# Bluff City Blues 100



## jd3 (Oct 8, 2004)

This year’s BCB 100 would be my first century. I started this ride last year, but hit a dog at 25 miles out and went down. The ride starts on Beal Street in downtown Memphis. The route more or less follows the Mississippi River Trail north of town. It’s a 50-mile out and back loop that runs along and up and down the river bluff. The MRT is one of the more popular area rides. There are pretty rolling hills, some flat stretches and a couple of good climbs up and down the bluff. One of which is a 14% climb. I did not take as many pictures as I normally do because I was working to keep up. Coming back into town, I was feeling good and got the camera out to record the final stretch home. I saw and heard something bounce on the road, but I thought it was something kicked up by the bike in front of me. About a half mile down the road I noticed I had hit the battery cover and that bounce was my camera battery. I did drive back and find it after the ride. The weather was perfect and the century went a lot easier than I thought it would.

1.	RBR’s Hansomrob ready for the start
2.	The start on Beal Street.
3.	First sag.
4.	Cruising through the forest
5.	View from the bluff.


----------



## jd3 (Oct 8, 2004)

1.	The second sag was at a park with a fishing lake. The first colors of fall I’ve seen,
2.	My Nag by the lake.
3.	Past the cotton fields.
4. Typical country store used for sags
5.	Along the bottom of the bluff.


----------



## jd3 (Oct 8, 2004)

1.	Coming back into town
2.	Proof.


----------



## MTT (Oct 14, 2005)

So what happened with the dog? Was it attacking or did it just run out? Did it, and/or you get injured?

MTT


----------



## MB1 (Jan 27, 2004)

I've always wanted to ride along the Mississippi.

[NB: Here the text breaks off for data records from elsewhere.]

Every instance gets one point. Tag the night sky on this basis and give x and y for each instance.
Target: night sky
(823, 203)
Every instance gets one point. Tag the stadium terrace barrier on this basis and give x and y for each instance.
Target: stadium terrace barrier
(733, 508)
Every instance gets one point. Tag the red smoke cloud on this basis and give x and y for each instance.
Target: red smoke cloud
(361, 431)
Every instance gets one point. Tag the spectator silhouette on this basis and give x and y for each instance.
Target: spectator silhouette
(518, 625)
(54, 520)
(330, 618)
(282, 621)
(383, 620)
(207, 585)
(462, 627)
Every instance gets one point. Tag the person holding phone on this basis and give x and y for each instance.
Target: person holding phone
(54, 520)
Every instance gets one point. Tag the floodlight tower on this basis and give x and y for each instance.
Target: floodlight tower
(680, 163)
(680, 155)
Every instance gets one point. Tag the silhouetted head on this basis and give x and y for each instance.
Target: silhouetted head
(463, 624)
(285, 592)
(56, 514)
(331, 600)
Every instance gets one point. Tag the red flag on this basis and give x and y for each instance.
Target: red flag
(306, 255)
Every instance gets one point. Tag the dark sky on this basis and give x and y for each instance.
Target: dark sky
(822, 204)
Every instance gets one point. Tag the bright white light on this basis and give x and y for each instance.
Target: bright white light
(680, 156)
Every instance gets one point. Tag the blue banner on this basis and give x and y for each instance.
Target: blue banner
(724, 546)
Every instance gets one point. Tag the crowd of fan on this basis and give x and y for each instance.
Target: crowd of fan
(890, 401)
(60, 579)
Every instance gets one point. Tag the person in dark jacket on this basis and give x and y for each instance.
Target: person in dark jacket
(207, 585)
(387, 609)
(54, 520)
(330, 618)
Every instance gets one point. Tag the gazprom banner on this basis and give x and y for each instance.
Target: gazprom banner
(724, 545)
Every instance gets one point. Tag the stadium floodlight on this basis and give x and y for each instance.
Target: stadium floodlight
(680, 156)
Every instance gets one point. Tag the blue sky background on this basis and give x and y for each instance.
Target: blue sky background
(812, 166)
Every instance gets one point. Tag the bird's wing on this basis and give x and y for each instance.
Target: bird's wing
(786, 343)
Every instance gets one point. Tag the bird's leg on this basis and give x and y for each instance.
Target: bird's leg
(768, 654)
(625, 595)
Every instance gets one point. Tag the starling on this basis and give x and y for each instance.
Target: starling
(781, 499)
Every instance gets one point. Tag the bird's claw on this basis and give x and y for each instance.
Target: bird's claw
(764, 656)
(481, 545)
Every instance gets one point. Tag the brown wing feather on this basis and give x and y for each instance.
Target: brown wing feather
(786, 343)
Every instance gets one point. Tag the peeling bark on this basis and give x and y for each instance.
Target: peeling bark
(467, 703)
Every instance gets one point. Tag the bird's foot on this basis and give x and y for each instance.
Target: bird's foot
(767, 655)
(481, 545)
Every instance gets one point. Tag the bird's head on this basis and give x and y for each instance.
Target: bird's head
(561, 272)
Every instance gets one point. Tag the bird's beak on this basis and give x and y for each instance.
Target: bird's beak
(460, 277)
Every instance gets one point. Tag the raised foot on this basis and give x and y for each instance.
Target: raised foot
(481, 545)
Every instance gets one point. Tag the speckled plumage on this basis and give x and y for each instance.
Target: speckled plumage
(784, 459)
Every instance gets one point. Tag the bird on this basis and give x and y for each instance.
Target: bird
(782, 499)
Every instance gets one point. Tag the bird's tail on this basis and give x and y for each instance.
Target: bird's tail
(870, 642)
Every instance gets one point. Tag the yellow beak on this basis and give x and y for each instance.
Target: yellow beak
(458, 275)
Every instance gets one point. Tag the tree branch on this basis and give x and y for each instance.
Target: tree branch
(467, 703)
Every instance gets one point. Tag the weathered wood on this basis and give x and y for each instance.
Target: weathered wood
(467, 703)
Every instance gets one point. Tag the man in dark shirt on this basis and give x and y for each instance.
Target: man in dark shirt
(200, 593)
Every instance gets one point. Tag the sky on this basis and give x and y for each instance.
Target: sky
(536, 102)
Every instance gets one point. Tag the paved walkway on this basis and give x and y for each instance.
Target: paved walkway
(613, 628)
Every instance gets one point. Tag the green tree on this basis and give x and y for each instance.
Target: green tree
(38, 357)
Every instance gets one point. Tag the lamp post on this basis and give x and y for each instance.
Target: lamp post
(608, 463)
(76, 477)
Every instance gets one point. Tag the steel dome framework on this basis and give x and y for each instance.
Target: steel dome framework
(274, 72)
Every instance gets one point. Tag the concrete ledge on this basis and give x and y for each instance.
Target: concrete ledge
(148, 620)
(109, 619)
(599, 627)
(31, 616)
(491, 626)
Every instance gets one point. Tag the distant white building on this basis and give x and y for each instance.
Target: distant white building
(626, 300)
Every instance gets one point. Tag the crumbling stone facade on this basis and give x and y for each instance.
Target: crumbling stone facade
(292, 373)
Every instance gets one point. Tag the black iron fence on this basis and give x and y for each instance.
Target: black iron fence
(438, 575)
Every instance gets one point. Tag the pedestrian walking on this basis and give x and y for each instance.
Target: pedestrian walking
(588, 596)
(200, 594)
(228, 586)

Nice report and nice first.


----------



## jd3 (Oct 8, 2004)

MTT said:


> So what happened with the dog? Was it attacking or did it just run out? Did it, and/or you get injured?
> 
> MTT


There were 3 dogs and they just ran out. I lost track of one behind the bike next to me. He shot out from in front of that bike and I T-boned him. I went down, dog ran off. Only real damage was a busted helment, busted computer sender, slightley bent handlebar and my front wheel needed truing. I was able to ride home. The dogs were not there this year.


----------



## MTNMAN (Feb 21, 2005)

Congrats on your first 100. Nice ride report. Got a kick out of the guy in the "Captain Morgan Rum" pose.


----------